BAR IN FONDO ALLA CLASSIFICA DEGLI AUMENTI - Per la voce “Ristoranti, bar e simili” la variazione mensile è solo dello 0,2 percento (+1,1 percento il dato tendenziale), anche se bisognerà attendere i dati definitivi Istat, mancando ancora all’appello le voci dettagliate. Ma è comunque evidente che i baristi hanno voluto tenere frenati i costi. “Parrucchieri, baristi, ristoratori, centri estetici hanno compreso, almeno per ora, che, con la crisi in atto, la politica di alzare i prezzi sarebbe stata controproducente e dannosa e si sarebbe tradotta in minori ricavi”, afferma Massimiliano Dona, presidente dell’Unione Nazionale Consumatori. “Insomma, la tassa Covid, da noi denunciata – aggiunge - certo c’era ma, come detto fin dall’inizio, riguardava casi isolati, non era generalizzata e non consentiva di parlare di rialzi medi. Finora, quindi, è stata ininfluente ai fini statistici”.

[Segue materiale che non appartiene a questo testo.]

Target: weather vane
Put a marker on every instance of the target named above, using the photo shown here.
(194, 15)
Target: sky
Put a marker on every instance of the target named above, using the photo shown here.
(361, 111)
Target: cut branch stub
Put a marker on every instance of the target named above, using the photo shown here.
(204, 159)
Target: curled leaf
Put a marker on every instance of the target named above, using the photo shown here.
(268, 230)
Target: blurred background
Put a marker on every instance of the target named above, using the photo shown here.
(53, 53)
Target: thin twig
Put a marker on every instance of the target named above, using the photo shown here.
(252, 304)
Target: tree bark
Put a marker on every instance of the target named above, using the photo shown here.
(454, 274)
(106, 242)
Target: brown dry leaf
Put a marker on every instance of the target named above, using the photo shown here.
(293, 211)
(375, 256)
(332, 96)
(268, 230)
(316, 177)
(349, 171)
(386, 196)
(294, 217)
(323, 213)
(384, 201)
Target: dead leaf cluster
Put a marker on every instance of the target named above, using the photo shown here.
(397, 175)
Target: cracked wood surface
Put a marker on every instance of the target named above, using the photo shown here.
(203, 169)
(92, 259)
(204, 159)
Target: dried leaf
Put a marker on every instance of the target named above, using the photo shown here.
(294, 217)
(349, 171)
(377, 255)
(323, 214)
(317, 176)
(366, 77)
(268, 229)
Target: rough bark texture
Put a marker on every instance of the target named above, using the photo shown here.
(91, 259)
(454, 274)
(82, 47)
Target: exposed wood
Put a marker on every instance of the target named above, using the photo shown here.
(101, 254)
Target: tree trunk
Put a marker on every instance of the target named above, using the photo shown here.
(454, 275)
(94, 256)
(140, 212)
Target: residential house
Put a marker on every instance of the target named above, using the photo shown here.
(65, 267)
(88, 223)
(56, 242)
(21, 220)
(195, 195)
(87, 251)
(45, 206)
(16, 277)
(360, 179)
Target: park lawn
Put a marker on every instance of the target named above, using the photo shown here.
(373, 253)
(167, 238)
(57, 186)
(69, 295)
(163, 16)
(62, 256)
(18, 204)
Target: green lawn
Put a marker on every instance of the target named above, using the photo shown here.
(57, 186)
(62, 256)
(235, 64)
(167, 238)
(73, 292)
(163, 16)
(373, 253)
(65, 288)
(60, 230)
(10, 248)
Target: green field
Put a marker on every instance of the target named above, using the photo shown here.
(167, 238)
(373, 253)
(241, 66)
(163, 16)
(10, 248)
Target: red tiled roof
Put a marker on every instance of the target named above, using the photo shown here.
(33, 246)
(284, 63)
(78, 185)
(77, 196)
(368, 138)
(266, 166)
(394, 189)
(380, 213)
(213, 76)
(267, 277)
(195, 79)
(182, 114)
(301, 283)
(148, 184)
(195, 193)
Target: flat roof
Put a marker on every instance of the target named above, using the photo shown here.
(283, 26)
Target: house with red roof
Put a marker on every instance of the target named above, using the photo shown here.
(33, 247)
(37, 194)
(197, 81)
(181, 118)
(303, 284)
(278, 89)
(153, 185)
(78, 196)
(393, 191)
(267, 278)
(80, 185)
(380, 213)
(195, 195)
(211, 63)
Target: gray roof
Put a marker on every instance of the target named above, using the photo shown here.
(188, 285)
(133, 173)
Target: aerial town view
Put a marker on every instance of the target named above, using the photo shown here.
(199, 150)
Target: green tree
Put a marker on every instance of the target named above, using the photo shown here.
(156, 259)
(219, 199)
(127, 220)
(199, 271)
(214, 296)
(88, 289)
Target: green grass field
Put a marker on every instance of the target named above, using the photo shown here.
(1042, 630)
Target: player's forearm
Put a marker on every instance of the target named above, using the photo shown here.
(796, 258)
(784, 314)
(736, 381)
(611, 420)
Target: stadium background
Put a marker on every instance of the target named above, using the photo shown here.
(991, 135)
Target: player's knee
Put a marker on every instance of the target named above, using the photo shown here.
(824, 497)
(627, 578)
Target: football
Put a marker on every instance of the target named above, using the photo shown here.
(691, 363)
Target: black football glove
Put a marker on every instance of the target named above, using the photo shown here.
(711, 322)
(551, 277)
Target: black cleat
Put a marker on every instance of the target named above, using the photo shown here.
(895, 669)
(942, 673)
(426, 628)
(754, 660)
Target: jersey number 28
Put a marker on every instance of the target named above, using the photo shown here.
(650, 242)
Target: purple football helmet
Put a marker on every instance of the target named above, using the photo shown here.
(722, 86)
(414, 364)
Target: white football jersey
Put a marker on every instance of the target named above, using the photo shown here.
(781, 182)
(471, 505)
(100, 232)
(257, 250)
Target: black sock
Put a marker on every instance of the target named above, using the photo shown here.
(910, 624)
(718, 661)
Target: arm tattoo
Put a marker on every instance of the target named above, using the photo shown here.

IL GIOCO PUBBLICO INVARIATO – Per quanto riguarda i prodotti di gioco pubblico, di qualunque tipologia, i rincari per i consumatori sono (e rimarranno) pari a zero. Nonostante i costi di gestione siano notevolmente aumentati per gli operatori, tenendo conto di tutti gli adeguamenti che hanno dovuto operare all'interno dei locali per poter rialzare la saracinesca e delle spese costanti che derivano dalla messa a disposizione del pubblico dei dispositivi di sicurezza come gel, guanti, mascherine e quant'altro, nessuno si è sognato di applicare qualunque rincaro ai consumatori. In nessuna tipologia di gioco “fisico”. Con la cosiddetta “tassa Covid” denunciata dall'associazione dei consumatori, quindi, che esiste eccome: ma è tutta a carico degli operatori, che non possono certo permettersi di fare chissà quale altro prelievo dalle tasche dei giocatori. Soprattutto perché, ad averlo già fatto, è lo Stato: ma non a causa della pandemia, ma già nei mesi precedenti, quando con una serie di manovre ha pensato bene di inasprire la tassazione andando ad intaccare i payout di tutti i giochi, prelevando quindi direttamente dalle tasche dei consumatori. Azzerando quindi ogni possibile margine di manovra agli addetti ai lavori, in una fase già particolarmente delicata e resa ancor più critica dal lockdown. Visto che, nonostante le credenze popolari, i dati economici globali e decennali spiegano come, in periodi di crisi economica, la spesa in prodotti di giochi e intrattenimento è inevitabilmente inferiore, essendo minore la disponibilità economica delle singole persone o famiglie. E in un periodo come quello attuale, gli italiani (e, di conseguenza, gli operatori) dovranno fare i conti, letteralmente, con una forte contrazione dei consumi dovuta alla mancanza di disponibilità. Altro che rincari.